The original kitchen door in our house is framed the same as all the other doors in the house: 7′ x 3′. The house is very compartmentalized, as it typically was back then, and we have been toying with the idea of trying to open up the kitchen a bit more to the rest of the house without disrupting the architectural flow too much. Below are some photos of the door frame and the hallway it sits in pre-renovation (kitchen door is on the left):
Boy I really don’t miss those laminate floors! You can see in the above photo on the right that there is a Tudor archway towards the end of the hall. There is also another Tudor archway with more intricate detailing at the beginning of the hallway that we opened up as part of the restoration not too long ago (before/after photo below):
We also have a large Tudor archway in our dining room (pre-reno photo below):
Since we didn’t plan on having a door to the kitchen, and we also wanted to open things up as much as we could while still keeping with the original design, we thought that it might be a neat idea to create a new 8 1/2′ x 3 1/2′ Tudor archway as the entrance to the kitchen. Since the doorway to the kitchen sits in a load-bearing wall this presented a few more challenges, but nothing that couldn’t be overcome with some careful planning and proper framing.
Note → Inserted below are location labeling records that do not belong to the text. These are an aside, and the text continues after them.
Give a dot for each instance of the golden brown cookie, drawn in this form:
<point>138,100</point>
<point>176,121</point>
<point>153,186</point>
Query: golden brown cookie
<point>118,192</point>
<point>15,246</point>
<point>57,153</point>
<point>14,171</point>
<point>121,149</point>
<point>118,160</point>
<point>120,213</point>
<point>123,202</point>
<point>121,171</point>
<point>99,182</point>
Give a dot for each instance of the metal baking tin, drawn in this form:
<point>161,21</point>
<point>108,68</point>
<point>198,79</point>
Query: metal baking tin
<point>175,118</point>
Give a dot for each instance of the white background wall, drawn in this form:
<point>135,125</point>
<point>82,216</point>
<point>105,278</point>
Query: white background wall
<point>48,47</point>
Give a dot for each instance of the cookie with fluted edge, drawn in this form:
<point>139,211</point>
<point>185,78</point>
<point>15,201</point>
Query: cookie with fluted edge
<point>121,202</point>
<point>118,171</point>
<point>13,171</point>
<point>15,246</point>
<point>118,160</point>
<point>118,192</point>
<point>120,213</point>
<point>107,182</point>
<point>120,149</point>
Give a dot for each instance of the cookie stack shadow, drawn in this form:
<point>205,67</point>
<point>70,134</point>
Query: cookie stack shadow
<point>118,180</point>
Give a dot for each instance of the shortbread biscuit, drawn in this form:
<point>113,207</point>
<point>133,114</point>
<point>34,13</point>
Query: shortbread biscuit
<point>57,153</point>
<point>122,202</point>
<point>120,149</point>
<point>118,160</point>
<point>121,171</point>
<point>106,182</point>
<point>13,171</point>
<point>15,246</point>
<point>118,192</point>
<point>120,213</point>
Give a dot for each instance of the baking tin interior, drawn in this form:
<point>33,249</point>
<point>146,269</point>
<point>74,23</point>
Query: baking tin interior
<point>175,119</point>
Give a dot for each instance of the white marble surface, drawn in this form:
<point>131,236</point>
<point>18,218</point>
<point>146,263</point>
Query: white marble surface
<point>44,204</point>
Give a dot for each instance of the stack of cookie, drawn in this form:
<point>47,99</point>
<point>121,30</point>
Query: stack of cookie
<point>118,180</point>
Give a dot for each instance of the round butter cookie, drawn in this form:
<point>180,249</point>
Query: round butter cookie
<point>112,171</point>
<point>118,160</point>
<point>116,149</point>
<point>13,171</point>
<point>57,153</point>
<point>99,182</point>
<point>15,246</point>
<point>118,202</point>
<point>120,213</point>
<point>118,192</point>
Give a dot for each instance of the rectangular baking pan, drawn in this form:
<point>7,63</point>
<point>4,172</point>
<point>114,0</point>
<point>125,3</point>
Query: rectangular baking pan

The first step was to take the load off of where the new archway would go. For this we used a 2 1/2″ x 4″ stud that we had pulled from another part of the house for a brace post, a new 2×10″ to span 3 joists in the ceiling, and a bottle jack. Photos from both sides below:
After taking the load off we removed the original rough opening and started framing in the new archway. Some of the studs that we pulled out for the new master bedroom closet were cut to become jack studs for the new arch, and we simply reused the original king studs from the doorway. For the load-bearing header we used new 2×10 lumber with 2x 1/2″ plywood sandwiched in-between so that we could get the full 4″ we needed to match the original full-dimension lumber. Below is a photo of the original rough opening after we removed it (on the left), and Papa Pope with the new beam (on the right).
When all was said and done we had a brand new 8 1/2′ x 3 1/2′ archway leading to the kitchen that really opens things up and should let a lot more light into the hallway. We’ll finish it similar to the archway leading into the hallway. Below is a photo from inside the kitchen (on the left), and from inside the hall (on the right). In the photo on the right you can see the original archway in the hall with the new archway to the kitchen on the left. Both will get rounded at their ends during the finishing stages to make them true Tudor arches.